Gpu optimizer write deployment replica suggestion and autoscaler go through the calculation again
🚀 Feature Description and Motivation
metricsSources:
- endpoint: gpu-optimizer.aibrix-system.svc.cluster.local:8080
path: /metrics/aibrix-system/simulator-llama2-7b-a100
metric: "vllm:deployment_replicas"
targetValue: "1"
In heterogeneous story, gpu_optimizer expose an endpoint /metrics/${namespace}/${scale_target_name}. Seem here're some issues, we used to fetch metrics from pods and run through some calculation to get a desired replica. Here, due to the current component design, gpu_optimizer returns a value that autoscaler should adopt. but this would be a different workflow comparing to traditional metrics. The autoscaler will calculate the values and compare with targetValue to come up a new value.
Let's double check the logics here.
Use Case
No response
Proposed Solution
No response
In podautoscaler settings. The targetValue is set to "1". So KPA will scale in times of integer the gpu_optimzer suggests. However, we currently depend on the KPA algorithm to stabilize the changes. I think scaling out is ok. Scaling in, however, sometimes too reservative. We can create a new policy to customize the behavior.
@Jeffwan How to understand this would be a different workflow comparing to traditional metrics.?
Does gpu_optimizer have the same input and output as other PA? i.e, does it pass metrics and return a scalar replica?
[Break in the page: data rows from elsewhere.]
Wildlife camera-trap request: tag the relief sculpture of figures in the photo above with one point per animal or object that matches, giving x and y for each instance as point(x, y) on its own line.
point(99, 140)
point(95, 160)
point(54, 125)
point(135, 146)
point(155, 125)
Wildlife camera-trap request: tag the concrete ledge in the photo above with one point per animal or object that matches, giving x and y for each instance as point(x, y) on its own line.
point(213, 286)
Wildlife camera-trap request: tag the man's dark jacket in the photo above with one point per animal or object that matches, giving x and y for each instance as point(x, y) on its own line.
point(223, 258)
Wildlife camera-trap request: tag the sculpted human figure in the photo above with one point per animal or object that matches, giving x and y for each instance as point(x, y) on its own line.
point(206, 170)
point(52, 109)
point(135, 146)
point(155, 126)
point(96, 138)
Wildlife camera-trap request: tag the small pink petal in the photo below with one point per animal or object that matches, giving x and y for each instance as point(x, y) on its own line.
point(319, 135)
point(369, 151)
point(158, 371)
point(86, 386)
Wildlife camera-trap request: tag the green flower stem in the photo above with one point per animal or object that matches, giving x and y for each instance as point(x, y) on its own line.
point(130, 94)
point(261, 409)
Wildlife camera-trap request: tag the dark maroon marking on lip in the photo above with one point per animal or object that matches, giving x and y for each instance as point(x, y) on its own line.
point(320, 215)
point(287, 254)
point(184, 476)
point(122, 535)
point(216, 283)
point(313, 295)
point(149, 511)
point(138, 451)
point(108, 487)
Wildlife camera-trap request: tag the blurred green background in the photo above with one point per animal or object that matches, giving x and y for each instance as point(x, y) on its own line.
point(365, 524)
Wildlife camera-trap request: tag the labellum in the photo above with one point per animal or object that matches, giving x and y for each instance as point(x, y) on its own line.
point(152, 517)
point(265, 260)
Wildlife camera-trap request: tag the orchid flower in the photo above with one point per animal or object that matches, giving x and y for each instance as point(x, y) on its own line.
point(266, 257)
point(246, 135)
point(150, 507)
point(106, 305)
@kr11 yes, the gpu_optimizer exposes an endpoint and the returned metrics is like vllm:deployment_replicas =1. My point was we used to transform a metric to deployment replicas. but now, it accepts the replica directly, then targetValue would be always 1. this could be a design issue on the external metric source. If we do not scrape metrics from pods but from external service, the aggregation logic would be changed. that's the "different workflow"
@zhangjyr @nwangfw what's the status of this issue?